2. O PRINCÍPIO DA DIGNIDADE DA PESSOA HUMANA E AS
CONQUISTAS RELATIVAS AO DIREITO DE FAMÍLIA
A família, por ser base da sociedade, recebe, portanto, proteção especial do
Estado (Art.226, CF/88), e, além disso, a própria declaração universal dos
direitos do homem, também corrobora esta proteção: “A família é o núcleo
natural e fundamental da sociedade e tem direito à proteção da sociedade e
do Estado. ” (ONU, 1948). Afinal, tudo começa e acaba na família.
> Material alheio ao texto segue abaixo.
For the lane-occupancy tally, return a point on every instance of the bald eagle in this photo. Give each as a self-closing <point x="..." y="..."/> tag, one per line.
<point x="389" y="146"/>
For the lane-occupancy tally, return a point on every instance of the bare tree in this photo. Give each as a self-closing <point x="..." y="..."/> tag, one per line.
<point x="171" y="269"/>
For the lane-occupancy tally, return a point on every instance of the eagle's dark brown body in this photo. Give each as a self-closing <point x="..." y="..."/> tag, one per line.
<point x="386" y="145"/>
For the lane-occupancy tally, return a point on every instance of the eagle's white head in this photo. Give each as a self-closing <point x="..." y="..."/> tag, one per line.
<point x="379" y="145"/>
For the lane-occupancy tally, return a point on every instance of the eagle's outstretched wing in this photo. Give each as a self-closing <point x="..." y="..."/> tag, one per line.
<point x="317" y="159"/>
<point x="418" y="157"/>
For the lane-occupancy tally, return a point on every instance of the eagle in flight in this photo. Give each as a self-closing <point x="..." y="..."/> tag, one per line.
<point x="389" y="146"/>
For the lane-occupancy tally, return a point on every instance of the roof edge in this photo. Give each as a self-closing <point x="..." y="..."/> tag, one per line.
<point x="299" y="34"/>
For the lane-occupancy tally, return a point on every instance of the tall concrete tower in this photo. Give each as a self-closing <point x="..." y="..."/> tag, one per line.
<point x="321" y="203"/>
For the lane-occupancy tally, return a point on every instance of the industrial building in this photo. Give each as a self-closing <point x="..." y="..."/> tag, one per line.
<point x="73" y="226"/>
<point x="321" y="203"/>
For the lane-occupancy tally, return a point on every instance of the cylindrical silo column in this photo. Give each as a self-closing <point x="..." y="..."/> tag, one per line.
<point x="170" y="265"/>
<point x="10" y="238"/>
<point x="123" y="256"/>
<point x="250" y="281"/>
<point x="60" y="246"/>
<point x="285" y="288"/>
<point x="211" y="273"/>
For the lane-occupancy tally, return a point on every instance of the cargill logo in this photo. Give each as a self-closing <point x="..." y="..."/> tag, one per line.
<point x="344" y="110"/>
Hoje, não se faz referência mais a família como uma instituição
hierarquizada, patrimonializada e como núcleo de reprodução. A família
agora passa por uma profunda mudança em sua organização jurídica, pois o
que importa é o sujeito dentro desta relação, e não o objeto, vislumbrando,
assim, não mais a manutenção do casamento como instituição, senão que a
realização plena de seus integrantes. Como bem esboça (PEREIRA, 2012,
p.29):
Houve uma verdadeira desconstrução de valores jurídicos, sempre em
direção à valorização da pessoa humana. Com isso compreendeu-se que não
é possível pensar em Direito de Família sem pensar em dignidade, inclusão
e cidadania. Consequentemente, não foi mais possível falar em ilegitimidade
de filhos, ou de qualquer outro tipo de família. Todos os filhos são
legítimos, e todas as famílias deverão ser reconhecidas pelo Estado.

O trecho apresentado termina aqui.